Essential to good governance is accountability, and the International Criminal Court (ICC) promotes it. In an interview with Radio Netherlands, retired Archbishop Desmond Tutu, an icon of South Africa’s liberation movement, said, “The ICC has been a powerful force for justice, peace and accountability not just in Africa but around the world. Far from targeting Africa, it has served and protected Africa.”

Kenyan president Uhuru Kenyatta and deputy president William Ruto have been indicted by the ICC for crimes against humanity in the aftermath of Kenya’s 2007 elections. Though they are cooperating with the court, they are seeking to avoid standing trial, either until their time in office ends, or forever. Accordingly, at a special summit of the African Union (AU), Kenyatta argued that the Western countries, especially the UK and the United States, had turned the court into a neocolonialist tool. He called for a mass walkout from the Treaty of Rome that established the court and which thirty four African countries have ratified. He argued that the ICC was contemptuous of the African Union, and the African Union accordingly resolved that the two should not appear before the ICC.

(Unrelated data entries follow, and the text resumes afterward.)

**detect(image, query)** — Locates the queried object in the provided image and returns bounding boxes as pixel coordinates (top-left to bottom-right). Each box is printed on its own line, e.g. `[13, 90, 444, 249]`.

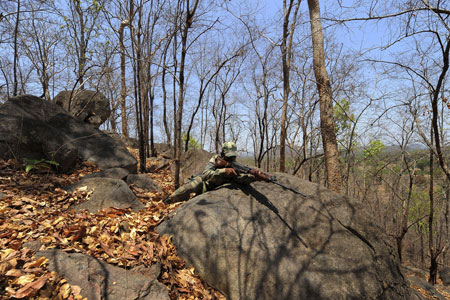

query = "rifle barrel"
[270, 180, 306, 198]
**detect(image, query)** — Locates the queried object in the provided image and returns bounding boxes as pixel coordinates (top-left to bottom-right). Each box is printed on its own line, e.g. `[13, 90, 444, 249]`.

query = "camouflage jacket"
[200, 154, 257, 190]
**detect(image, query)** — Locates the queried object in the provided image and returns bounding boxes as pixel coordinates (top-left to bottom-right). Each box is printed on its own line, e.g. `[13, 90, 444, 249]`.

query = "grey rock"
[157, 174, 412, 300]
[0, 95, 137, 173]
[408, 276, 447, 300]
[127, 174, 162, 192]
[36, 249, 170, 300]
[83, 168, 130, 180]
[53, 90, 111, 128]
[439, 267, 450, 286]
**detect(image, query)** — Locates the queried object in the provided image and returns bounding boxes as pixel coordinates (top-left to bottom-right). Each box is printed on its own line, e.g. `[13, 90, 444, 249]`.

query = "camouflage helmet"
[222, 142, 237, 157]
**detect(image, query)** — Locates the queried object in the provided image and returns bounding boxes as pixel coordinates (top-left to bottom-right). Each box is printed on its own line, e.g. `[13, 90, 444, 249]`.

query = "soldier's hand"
[225, 168, 237, 176]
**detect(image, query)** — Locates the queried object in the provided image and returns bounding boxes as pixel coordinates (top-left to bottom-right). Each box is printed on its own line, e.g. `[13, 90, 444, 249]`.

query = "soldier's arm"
[201, 154, 225, 181]
[233, 173, 258, 184]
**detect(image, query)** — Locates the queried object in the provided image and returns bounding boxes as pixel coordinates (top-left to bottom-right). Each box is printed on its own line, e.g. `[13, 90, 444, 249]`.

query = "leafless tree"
[308, 0, 342, 193]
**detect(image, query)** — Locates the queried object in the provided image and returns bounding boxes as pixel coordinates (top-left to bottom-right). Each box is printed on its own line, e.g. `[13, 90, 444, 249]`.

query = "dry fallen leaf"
[14, 275, 48, 299]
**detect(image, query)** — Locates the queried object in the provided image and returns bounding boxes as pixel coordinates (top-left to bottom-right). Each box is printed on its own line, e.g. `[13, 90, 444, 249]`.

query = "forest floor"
[0, 151, 450, 300]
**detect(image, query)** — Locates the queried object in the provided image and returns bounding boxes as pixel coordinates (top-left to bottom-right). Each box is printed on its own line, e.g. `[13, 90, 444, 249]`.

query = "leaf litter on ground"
[0, 149, 442, 300]
[0, 156, 225, 300]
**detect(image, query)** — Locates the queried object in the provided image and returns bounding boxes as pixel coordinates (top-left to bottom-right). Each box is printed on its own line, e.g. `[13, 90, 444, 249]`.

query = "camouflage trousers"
[164, 176, 207, 203]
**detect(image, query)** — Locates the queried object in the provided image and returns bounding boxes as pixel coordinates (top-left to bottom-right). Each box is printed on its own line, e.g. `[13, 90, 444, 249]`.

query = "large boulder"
[0, 95, 137, 173]
[65, 177, 145, 213]
[36, 249, 170, 300]
[158, 174, 418, 300]
[53, 90, 111, 128]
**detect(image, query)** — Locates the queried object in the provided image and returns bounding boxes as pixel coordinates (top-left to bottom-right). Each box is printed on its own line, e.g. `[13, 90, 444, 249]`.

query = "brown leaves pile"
[0, 160, 225, 300]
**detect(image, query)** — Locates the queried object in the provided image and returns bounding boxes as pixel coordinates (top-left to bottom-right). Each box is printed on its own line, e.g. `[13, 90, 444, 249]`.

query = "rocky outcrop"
[65, 177, 145, 213]
[0, 95, 137, 173]
[53, 90, 111, 128]
[36, 249, 170, 300]
[158, 174, 418, 300]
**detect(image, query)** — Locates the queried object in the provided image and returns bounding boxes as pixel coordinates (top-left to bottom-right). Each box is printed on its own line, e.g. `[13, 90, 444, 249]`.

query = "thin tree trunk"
[175, 0, 199, 188]
[428, 128, 438, 284]
[280, 0, 301, 172]
[308, 0, 342, 193]
[119, 20, 129, 137]
[13, 0, 20, 96]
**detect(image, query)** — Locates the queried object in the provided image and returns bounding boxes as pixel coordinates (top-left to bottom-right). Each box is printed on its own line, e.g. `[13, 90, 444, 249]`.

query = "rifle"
[215, 157, 306, 198]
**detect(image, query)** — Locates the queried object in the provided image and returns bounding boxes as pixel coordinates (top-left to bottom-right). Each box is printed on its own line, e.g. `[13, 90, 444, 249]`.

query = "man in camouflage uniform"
[163, 142, 258, 204]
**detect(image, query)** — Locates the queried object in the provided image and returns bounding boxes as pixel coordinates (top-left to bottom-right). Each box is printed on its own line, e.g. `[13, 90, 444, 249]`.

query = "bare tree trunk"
[428, 128, 438, 284]
[13, 0, 20, 96]
[280, 0, 301, 172]
[175, 0, 199, 188]
[119, 20, 129, 137]
[308, 0, 342, 193]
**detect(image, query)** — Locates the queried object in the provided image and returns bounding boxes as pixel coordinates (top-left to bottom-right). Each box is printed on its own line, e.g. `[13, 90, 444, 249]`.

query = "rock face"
[0, 95, 137, 173]
[439, 267, 450, 286]
[65, 177, 145, 213]
[158, 174, 417, 300]
[53, 90, 111, 128]
[36, 249, 170, 300]
[126, 174, 162, 192]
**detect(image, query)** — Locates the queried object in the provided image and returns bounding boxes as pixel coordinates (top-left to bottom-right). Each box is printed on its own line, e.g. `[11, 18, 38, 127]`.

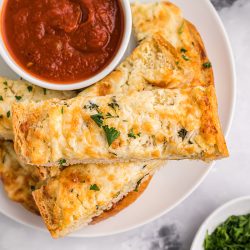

London’s Daily Telegraph is reporting that “European diplomats” are seeking to have the UN Security Council direct the ICC to put the Kenyatta and Ruto trials on hold. A British Foreign and Commonwealth Office spokesman, however, says that there has been no change in the government’s support for the ICC.

It remains to be seen whether African states will follow the AU resolution. Adherence to the Treaty of Rome is a matter for individual sovereign states. Kenya’s parliament has already called for Kenya to withdraw, and I believe there is a good chance this will happen. If so, it is difficult to see how the trials of Kenyatta and Ruto can proceed. Legally, their indictments still stand and their trials should go forward. It also remains to be seen whether the efforts by “European diplomats” to seek the trial’s postponement by the UN Security Council will be serious.